The Supreme Court has ruled that the State illegally discriminates against conversion-to-Judaism institutes of the Reform movement, and that the government’s refusal to fund them violates the concepts of pluralism and freedom of religion.
The ruling, handed down Tuesday morning by a three-woman panel headed by Chief Justice Dorit Beinisch, says the government’s criteria for funding conversion institutes discriminate against the Reform movement. The criteria “do not jibe with the principle of freedom of religion and pluralism,” the judges write.
The other two justices signed on the ruling are Edna Arbel and Miriam Naor.
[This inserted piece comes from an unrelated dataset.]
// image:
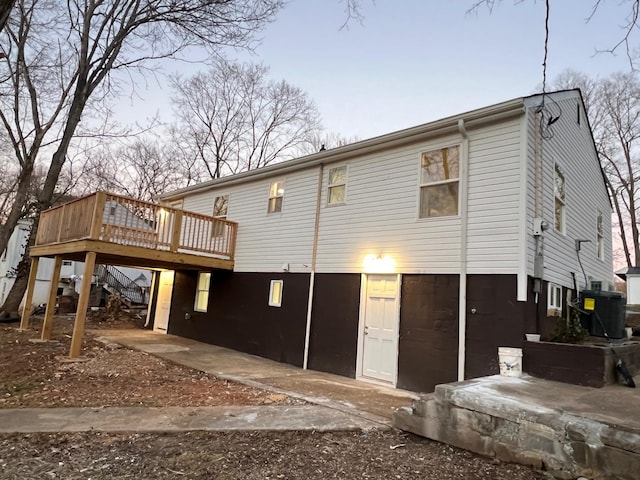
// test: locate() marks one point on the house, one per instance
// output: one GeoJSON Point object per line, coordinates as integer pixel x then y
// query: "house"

The petitioner, The Center for Jewish Pluralism, was represented by two female attorneys, Einat Horowitz and Nicole Maor.
The Ministry of Absorption must therefore be ordered to grant the Reform movement, and others like it, support “proportionate with its relative share of its institutes in the conversion network for the years 2006-9,” and to do so in the future as well. So reports Ruthy Avraham of News1.
The judges come out strongly against giving traditional, Orthodox Judaism preference over other streams of Judaism: “The Reform movement, and others like it, see their conversion classes as a challenge of national-Zionist importance. They wish to help new immigrants who seek to integrate into the Jewish people, in accordance with their religious perceptions.”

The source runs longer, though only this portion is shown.